Not too long ago, what you said in a meeting, or even presented at a conference, lived for about as long as the words still hung in the air. Without a doubt, you could gain a reputation for brilliance and insight that might outlast your true brilliance and insight, or you could gain a handle as the “did she really say that?” person. Either way, unless your brilliant, or not-so brilliant, words ended up on the nightly news or as a Harvard Business case study, very few stood a chance of defining you in perpetuity.
Today’s deeply connected and always-on world has changed what information dies and more importantly what information lives. On. And on.
In a recent article by Brian Solis of the Altimeter Group on the “Internet of Things,” Brian states, “In 2008, the number of things connected to the Internet exceeded the number of people on earth. By 2020, it’s expected that there will be 50 billion things connected.” If you are old enough, or watch enough YouTube, that’s a far cry from the 80’s shampoo ad reminding you, “if you tell 2 friends, they’ll tell 2 friends, and so on and so on…” Last time I checked, the ad got Faberge Organics up to 32 “likes.” Compare that to Justin Bieber, who wins the retweets average race at 32k per tweet.
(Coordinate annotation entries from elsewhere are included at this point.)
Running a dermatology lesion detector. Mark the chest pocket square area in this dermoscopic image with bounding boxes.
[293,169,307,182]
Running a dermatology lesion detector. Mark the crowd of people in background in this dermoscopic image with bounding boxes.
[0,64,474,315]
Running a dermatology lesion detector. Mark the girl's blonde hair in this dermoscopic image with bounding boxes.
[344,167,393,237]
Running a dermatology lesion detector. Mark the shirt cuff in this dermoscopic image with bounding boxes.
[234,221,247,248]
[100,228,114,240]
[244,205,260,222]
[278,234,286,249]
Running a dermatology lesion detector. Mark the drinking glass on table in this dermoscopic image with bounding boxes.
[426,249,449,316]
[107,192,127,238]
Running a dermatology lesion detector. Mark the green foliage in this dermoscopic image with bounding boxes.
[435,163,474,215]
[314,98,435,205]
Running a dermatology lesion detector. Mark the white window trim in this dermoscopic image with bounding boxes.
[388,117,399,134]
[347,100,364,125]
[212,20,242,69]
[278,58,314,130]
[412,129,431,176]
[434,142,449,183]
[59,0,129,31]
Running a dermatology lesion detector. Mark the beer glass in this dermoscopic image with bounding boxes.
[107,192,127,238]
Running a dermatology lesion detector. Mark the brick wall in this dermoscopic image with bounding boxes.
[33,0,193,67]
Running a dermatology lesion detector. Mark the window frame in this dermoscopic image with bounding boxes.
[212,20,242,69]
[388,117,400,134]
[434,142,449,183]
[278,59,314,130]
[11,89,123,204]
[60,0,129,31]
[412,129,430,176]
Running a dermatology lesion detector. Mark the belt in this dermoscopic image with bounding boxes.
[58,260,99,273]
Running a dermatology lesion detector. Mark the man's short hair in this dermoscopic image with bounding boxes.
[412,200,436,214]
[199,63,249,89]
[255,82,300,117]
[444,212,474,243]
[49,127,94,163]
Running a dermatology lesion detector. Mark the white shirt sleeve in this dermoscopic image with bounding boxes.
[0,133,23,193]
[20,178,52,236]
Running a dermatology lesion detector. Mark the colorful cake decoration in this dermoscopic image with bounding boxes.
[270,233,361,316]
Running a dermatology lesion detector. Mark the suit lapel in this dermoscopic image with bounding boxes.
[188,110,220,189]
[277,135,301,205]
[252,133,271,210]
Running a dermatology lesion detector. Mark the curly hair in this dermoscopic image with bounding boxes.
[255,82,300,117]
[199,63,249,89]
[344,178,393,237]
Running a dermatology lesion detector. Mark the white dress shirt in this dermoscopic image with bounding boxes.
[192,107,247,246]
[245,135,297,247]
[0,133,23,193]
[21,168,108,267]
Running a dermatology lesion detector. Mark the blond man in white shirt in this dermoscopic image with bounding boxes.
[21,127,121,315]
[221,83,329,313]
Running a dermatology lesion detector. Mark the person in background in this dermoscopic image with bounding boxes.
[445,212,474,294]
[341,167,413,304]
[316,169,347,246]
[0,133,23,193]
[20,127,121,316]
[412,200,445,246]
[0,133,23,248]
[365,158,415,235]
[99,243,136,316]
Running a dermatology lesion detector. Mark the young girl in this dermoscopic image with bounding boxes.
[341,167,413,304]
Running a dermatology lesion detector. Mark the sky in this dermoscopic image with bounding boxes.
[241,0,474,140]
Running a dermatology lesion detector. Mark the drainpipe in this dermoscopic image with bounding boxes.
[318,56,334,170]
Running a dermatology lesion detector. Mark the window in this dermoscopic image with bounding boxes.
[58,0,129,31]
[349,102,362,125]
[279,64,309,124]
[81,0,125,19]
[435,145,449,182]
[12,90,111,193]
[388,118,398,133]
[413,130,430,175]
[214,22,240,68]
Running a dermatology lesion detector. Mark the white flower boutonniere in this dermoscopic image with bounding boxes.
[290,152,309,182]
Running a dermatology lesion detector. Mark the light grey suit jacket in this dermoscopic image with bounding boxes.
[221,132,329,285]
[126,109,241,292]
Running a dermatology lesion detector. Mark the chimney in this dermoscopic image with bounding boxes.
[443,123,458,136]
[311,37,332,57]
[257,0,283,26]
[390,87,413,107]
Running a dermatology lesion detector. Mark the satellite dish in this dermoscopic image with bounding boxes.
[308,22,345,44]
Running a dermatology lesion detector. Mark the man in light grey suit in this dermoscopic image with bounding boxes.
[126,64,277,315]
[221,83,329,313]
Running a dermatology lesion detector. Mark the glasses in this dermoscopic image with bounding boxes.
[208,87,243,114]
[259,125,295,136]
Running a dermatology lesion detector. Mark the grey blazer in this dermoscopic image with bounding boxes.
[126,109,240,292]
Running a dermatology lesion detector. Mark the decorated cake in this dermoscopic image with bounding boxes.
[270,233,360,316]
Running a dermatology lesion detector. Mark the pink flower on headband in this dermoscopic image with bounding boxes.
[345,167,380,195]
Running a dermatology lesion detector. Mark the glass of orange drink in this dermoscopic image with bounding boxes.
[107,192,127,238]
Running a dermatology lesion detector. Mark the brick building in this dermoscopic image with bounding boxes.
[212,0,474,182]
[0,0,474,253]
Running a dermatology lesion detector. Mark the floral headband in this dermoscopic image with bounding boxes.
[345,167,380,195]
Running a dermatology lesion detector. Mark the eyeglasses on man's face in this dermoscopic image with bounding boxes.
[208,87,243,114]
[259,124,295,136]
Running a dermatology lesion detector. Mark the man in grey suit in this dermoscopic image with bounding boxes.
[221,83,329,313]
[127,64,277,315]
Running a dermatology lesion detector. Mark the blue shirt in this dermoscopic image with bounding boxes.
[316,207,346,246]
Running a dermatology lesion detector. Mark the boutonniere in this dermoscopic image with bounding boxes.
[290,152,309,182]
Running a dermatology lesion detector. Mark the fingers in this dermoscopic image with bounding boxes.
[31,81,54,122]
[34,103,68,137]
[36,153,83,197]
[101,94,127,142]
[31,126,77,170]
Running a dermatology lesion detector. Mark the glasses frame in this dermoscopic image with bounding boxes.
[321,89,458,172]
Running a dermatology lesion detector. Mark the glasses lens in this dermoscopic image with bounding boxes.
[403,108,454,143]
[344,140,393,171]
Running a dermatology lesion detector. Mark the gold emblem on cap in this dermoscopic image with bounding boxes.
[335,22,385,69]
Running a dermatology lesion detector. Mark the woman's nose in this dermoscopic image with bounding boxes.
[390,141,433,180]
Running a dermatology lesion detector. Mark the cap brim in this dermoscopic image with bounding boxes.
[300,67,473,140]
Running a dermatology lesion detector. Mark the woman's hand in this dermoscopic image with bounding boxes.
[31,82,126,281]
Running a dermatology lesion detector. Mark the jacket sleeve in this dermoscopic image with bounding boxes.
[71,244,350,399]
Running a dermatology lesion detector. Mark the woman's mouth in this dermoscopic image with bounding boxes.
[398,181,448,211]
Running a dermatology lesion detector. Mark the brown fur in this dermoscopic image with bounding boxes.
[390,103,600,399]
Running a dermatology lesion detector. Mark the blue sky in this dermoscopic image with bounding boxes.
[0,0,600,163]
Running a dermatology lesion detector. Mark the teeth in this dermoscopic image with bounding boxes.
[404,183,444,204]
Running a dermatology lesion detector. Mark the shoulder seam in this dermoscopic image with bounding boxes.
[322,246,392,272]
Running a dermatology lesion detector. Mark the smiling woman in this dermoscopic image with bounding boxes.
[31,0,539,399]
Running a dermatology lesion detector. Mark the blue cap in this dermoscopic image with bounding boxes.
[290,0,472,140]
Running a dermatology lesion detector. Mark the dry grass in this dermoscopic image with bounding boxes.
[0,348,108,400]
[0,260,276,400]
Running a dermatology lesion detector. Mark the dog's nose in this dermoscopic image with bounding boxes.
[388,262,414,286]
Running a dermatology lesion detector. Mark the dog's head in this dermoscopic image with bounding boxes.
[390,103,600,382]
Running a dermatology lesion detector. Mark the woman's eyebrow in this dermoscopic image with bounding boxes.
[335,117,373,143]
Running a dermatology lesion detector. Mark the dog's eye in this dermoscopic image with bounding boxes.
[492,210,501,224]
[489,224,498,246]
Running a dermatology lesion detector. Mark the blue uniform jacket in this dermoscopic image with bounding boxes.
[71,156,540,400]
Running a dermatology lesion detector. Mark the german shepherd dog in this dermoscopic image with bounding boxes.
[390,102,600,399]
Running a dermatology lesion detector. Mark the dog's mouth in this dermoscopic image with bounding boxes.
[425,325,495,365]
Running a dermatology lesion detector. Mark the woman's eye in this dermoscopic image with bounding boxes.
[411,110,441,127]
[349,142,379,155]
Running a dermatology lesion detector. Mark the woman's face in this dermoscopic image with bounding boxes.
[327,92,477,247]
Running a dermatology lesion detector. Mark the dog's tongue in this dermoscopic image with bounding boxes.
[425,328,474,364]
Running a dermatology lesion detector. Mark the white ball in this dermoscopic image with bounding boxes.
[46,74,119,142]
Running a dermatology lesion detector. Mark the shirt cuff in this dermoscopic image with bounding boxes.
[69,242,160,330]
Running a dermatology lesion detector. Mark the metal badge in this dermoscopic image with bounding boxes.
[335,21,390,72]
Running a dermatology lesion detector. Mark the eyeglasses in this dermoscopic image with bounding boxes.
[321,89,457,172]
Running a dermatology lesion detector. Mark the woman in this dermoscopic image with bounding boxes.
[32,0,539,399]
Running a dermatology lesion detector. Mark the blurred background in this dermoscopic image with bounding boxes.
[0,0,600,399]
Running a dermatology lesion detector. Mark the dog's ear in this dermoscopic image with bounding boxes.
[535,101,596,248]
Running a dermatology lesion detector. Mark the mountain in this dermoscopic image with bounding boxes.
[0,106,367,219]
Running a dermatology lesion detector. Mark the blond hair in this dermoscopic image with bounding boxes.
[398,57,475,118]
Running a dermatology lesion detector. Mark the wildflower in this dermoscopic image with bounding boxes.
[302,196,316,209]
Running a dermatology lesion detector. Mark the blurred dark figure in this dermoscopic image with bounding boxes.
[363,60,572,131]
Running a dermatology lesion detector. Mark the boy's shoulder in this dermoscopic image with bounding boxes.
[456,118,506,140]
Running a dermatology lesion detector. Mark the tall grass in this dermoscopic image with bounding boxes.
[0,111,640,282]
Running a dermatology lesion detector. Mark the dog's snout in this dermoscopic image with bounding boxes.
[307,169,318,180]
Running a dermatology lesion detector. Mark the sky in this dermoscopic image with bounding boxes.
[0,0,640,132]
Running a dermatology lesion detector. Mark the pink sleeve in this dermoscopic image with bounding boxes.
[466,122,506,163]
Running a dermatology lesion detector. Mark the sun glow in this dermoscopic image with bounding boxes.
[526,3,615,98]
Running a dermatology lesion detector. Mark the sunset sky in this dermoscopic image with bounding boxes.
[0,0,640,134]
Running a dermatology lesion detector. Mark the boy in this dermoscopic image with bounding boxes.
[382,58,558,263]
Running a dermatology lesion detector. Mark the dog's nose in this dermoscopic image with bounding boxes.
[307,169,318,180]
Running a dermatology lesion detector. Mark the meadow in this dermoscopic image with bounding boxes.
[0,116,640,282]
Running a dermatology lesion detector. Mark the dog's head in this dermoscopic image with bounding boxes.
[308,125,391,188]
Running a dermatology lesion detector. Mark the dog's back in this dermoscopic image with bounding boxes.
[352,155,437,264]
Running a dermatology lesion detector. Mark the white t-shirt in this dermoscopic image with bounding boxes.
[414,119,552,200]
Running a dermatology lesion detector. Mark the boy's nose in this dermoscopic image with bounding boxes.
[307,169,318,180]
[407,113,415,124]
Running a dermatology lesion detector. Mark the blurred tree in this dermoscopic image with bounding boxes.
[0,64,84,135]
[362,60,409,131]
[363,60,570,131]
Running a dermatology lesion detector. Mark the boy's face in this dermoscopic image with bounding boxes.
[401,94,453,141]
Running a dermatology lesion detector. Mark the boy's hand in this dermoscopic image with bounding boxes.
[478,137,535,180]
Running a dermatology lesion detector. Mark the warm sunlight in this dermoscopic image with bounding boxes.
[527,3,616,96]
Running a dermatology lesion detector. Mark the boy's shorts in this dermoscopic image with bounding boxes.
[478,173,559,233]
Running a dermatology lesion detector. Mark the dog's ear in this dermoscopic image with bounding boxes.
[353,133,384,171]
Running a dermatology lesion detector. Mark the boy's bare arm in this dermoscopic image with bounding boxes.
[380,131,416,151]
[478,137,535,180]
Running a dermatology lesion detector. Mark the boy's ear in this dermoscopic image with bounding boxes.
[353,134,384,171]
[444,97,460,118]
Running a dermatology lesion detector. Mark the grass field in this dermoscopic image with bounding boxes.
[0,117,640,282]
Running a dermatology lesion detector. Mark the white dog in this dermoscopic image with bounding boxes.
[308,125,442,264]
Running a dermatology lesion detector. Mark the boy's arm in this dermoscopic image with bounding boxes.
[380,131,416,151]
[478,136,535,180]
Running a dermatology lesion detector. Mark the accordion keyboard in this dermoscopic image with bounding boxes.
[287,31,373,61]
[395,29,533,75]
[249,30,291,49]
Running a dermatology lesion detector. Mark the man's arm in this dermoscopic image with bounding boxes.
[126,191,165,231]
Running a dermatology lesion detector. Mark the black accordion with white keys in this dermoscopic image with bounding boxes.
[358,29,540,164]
It is those connected things that can do as much, if not more, than your traditional communication plan of message, audience, vehicle and timing to define who sees you and hears you.
Expect what you say to be available to anyone, at any time, and in perpetuity. As communication professionals, we need to be more intentional than ever in delivering messages that are relevant, easily understood and eminently repeatable.
What you say in Vegas, definitely does not stay in Vegas.